Start Time: 12:39 am CST End Time:
Start Time: 12:39 am CST
End Time: 12:49 am CST
Estimated Peak Winds: 100 mph
Path length: 6.14 miles
Width: 400 yards
Start Lat/Lon: 31.773 / -94.2021
End Lat/Lon: 31.811 / -94.109
This tornado began just to the west of Highway 7 on the southwest edge of Center and continued on an east-northeast path for roughly 6 miles. The tornado cut through a few neighborhoods on the south side of Center, so it was fortunate the tornado’s estimated winds mainly remained less than 100 mph through this portion of the path. However, scores of trees were uprooted or had their trunks snapped across the path through town, resulting in roof and structural damage to many homes as trees fell upon them. The worst example of this was probably in the Lakewood Subdivision just off of Highway 7. Here, one minor injury occurred as a fallen large pine tree heavily compromised the roof structure of a residence. In addition, a handful of residences farther east, along Ballard Street, sustained significant damage from falling trees.
Continuing east, there was also damage to residences from falling trees in the vicinity of Martin Luther King Drive, although here a few residences also sustained minor structural roof damage due to winds alone. On Loop 500 E, on the southeast side of the town, there was additional structural damage due mainly to wind, although a few of the compromised structures were likely vacant and already in a heavy state of disrepair before the tornado.
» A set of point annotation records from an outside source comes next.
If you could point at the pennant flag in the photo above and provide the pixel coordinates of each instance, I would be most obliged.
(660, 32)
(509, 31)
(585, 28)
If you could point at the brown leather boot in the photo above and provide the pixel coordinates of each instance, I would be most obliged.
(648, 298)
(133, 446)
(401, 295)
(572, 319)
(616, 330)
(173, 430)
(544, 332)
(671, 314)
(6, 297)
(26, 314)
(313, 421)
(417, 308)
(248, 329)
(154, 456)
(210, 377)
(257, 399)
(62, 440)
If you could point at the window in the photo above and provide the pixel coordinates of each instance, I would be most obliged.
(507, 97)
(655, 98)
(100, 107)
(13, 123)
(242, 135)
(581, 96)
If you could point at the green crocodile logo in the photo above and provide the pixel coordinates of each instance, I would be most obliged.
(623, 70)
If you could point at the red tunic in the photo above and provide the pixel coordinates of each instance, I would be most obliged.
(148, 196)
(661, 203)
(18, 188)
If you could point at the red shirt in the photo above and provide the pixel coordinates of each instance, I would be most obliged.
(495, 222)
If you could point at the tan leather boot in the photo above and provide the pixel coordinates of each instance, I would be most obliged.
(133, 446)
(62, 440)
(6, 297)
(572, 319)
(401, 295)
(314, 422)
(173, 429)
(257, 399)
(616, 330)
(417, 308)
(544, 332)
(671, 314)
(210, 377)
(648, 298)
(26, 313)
From there, the tornado continued into much more rural areas on the eastern outskirts of Center, doing scattered tree and very low-end structural damage, that is until coming to County Road 3047. Here, a majority of chicken houses set up in an array had some roof paneling removed with a few of the houses having most roof paneling removed and some associated damage to the fundamental structure. The damage at this point was likely the most impressive concentrated damage of the tornado. Interestingly, the tornado lifted shortly after doing this point.
Most of the trees in the path were blown down to the north or north-northeast, while most random trees found blown down outside of the path fell in more of an east to east-southeast direction. This damage pattern behavior is generally typical of weak and fast-moving tornadoes that accomplish most of damage on their south flanks.